Thursday, November 28, 2013

Origns of our Calendar - Part I

Ever wonder where the names of our months came from?  Specifically, have you ever wondered why September, October, November, and December have prefixes that mean 7 (septem), 8 (octo), 9 (novem), and 10 (decem) in Latin even though they are the 9th, 10th, 11th, and 12th months of our calendar.  No?  Just me?  Oh well, I'll explain anyway.

The original Roman Calendar was a lunar calendar similar to that used by the earlier Greeks. Since the time between new moons averages 29.5 days, months alternated with either 29 or 30 days. The first day of the month, the kalends (from which we get “calendar”) started with the first appearance of the crescent after the new moon, the nones were the two days of the quarter moons, and the ides (in the middle of the month) were the days of the full moon.
   Who is it in the press that calls on me?
   I hear a tongue shriller than all the music
   Cry "Caesar!" Speak, Caesar is turn'd to hear.
   Beware the ides of March.
   What man is that?
   A soothsayer bids you beware the ides of March.

Julius Caesar (Act 1, scene 2, 15-19)
William Shakespeare

The Murder of Caesar
Karl von Piloty (1826–1886)

At some point in history, this traditional lunar calendar was replaced by a solar calendar roughly in line with the length of the tropical year (the length of time from equinox to equinox). It was attributed to Romulus – the mythical character who, along with his twin brother Remus, was fathered by the god Mars, abandoned as an infant to die, suckled and raised by wolves, and founded the city of Rome around 753 BCE.

Romulus, vainqueur d'Acron, porte les dépouilles opimes au temple de Jupiter
Jean Auguste Dominique Ingres (1780–1867)

This Roman calendar started on March 1, the month containing the vernal equinox, and consisted of 10 months:
   Martius (31 days) Honors Mars, god of war (when armies marched off to war)
   Aprilis (30 days) From Latin aperire or “open” (leaf buds are opening)
   Maius (31 days) Honors Maia, Greek goddess of fertility (flowers are blooming)
   Junius (30 days) Honors Juno, goddess of marriage (why we have June weddings)
   Quintilis (31 days) Latin for five (fifth month)
   Sextilis (30 days) Latin for six (sixth month)
   September (30 days) Latin septem or seven (seventh month)
   October (31 days) Latin octo or eight (eighth month)
   November (30 days) Latin novem or nine (ninth month)
   December (30 days) Latin decem or ten (tenth month)
See, September, October, November, and December once did make sense!
Anyway, if you're like me, you'll have added up those numbers and see that they only add up to 304 day.

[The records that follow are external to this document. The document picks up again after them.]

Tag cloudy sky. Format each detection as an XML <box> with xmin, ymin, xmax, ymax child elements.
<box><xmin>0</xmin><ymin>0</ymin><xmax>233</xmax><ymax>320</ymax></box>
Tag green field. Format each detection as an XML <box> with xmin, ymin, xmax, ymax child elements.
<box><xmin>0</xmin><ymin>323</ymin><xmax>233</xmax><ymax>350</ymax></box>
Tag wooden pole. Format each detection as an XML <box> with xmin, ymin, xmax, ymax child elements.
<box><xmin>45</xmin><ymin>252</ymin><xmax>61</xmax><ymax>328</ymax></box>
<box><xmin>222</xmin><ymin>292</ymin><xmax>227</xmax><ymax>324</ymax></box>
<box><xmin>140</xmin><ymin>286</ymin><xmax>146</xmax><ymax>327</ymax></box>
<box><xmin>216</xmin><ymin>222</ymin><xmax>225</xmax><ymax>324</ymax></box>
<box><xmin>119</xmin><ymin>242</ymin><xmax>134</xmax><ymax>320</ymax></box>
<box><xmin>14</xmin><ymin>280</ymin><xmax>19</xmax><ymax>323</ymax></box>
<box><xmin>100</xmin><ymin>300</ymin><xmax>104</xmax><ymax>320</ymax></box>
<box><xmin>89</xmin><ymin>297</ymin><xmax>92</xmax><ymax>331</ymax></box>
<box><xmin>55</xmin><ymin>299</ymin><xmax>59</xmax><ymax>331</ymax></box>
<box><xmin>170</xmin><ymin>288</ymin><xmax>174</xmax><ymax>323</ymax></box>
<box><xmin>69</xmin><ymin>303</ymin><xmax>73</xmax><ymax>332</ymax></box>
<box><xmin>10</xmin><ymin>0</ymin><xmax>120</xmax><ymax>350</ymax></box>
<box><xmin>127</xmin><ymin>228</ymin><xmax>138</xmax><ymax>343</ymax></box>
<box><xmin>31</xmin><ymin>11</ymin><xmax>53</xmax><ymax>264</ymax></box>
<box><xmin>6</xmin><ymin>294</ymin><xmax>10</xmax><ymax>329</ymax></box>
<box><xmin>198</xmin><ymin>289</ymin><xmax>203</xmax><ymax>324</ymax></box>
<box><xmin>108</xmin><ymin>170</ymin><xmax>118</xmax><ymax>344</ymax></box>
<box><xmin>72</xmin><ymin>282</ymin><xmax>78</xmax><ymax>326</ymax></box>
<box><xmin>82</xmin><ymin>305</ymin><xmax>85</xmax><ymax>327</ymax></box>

The Romans dealt with this by having an unnamed and unnumbered winter period of about 61 days in the period of time we now call January and February.

King Numa Pompilius conversing with the nymph Egeria in her grotto
Bertel Thorvaldsen (1770-1844)
Around 713 BCE, the legendary(?) second king of Rome (after Romulus), Numa Pompilius, is credited with adding two months to the calendar, altering some of the days of each month, giving the following:
   Ianuarius (29 days) Honors Janus, the two-faced god of gates and doorways
   Februarius (28 days) Latin Februra – a day of purification held during late winter
   Martius (31 days)
   Aprilis (29 days)
   Maius (31 days)
   Junius (29 days)
   Quintilis (31 days)
   Sextilis (29 days)
   September (29 days)
   October (31 days)
   November (31 days)
   December (29 days)
This add up to 355 days, still 10 days off from the length of the solar year. To accommodate things, a complicated method was used. For religious reasons, February was split into two parts – days 1 to 23 and days 24 to 28.  Every once in a while, a leap month of 27 days (Mensis Intercalaris) was inserted between the two halves of February.
The decision to add the intercalary month was that of the Pontifex Maximus and done every 2-3 years. This position was a political appointment and many in the position abused their power by lengthening the year when it didn’t need to be in order to keep their political allies in power. By the time Julius Caesar was Pontifex Maximus around 46 BCE, the calendar was almost a full season (80 days or so) off from the date of the Vernal Equinox!